Even as she built friendships with some classmates at her Mennonite school in Kentucky, others lobbed racial comments.
"They called me a (racial epithet) a lot, and I didn't know what that meant," she said.
Ella Mae Weaver, new to racial prejudice, and, Autumn guessed, not wanting to provoke a confrontation, told her daughter: "When they say '(racial epithet)' to you, what they really mean is 'Negro,'" and there's nothing wrong with being a Negro.
Autumn still felt the sting.
When she turned 15, she wanted to find her birth family.
"Surely, with my other family it was going to be better."
She walked to town but quickly returned home, accomplishing little more than scaring everyone. But from then on, her adoptive mother "started really talking about what was inside me, how I felt, and why."

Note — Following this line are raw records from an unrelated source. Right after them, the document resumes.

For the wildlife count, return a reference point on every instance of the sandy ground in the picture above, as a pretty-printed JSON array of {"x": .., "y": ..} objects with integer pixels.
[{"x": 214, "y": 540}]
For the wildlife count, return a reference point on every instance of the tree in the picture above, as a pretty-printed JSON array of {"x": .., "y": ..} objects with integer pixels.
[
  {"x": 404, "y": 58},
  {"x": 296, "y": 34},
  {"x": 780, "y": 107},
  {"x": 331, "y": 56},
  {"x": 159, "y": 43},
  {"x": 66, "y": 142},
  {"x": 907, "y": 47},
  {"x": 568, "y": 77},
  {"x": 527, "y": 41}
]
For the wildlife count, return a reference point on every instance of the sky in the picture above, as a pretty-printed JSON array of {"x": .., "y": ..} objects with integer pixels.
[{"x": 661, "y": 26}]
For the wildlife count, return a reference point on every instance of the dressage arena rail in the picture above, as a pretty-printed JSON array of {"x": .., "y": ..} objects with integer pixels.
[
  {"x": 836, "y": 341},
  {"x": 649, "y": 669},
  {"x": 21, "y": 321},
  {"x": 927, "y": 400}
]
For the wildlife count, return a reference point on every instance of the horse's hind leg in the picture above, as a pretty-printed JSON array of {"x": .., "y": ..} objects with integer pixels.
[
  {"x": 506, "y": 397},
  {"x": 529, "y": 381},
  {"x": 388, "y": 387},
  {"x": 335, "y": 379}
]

When Autumn was 19, she had a revelation during a church mission to Ghana.
After she testified about her faith, some Ghanaians protested. Everyone knows God is for white people, they said. As she explained her beliefs, she understood she was to be a teacher of faith to blacks who felt disconnected.
During another trip to Ghana, Autumn met her future husband, Justin, 38. Though his parents supported his marrying an African American woman, others expressed concern.
"People didn't say it would be bad, but they wanted him to be aware that she could birth a browner baby," Autumn said. "He was like, 'And?'"
As a married couple, they moved to Maryland, had one child, and then moved to Pennsylvania, where their other biological children were born.
Autumn sometimes sees her childhood in her foster sons — Malachi, 8, and Mikal, 3. She thanks God for the Weavers but is glad she is more aware of racial issues.
Autumn teaches them at home, which she and her husband do to save money and because their congregation does not have a school.
Malachi sat on the short ledge bordering a public playground one day after classes and said he didn't really remember his mother, who is from New Jersey. When he was about 2, Autumn took him to visit her in the Riverside Correctional Facility. For his third birthday, his mother, still at Riverside, sent him a card and a toy milk truck. When he was 4, he and Autumn visited his biological grandmother, aunts, uncles and cousins in New Jersey over the July 4 holiday.
His biological half-sister lives with a Mennonite family about a 40-minute drive away, so he sees her a few times a year when the two families get together.
Autumn still takes Mikal to Philadelphia for monthly visits with his birth mother.
Malachi wonders about his biological relatives. "I just want to see them again — they're really nice."
He doesn't think he feels different from the boys and girls around him, though some children from a Mennonite church the family doesn't attend have said mean things.
Malachi looked down toward the playground's shredded blue rubber surface and lowered his voice. "They say, 'You have ugly black skin.'" Malachi shrugged when asked his reply. "They just don't play with me."
Said Autumn, standing nearby, "I always hoped my own kids wouldn't face things like that. But I told myself, 'They will.'"
She has warned her children that people might say unkind things about their skin color, that the words will sting, that the they should tell Autumn and Justin how they feel when it happens.
The parents also advise them to walk away from those situations or calmly ask the other person, "What is it about me that you just can't accept? You know color is only skin deep."
As she talked, Autumn seemed to feel pangs from her past.
"In God's eyes, we're all the same. There is no race," she said. "Of course, when you look around, there are all kinds of colors. In the real world, there is a difference. It's not always easy when the difference is you."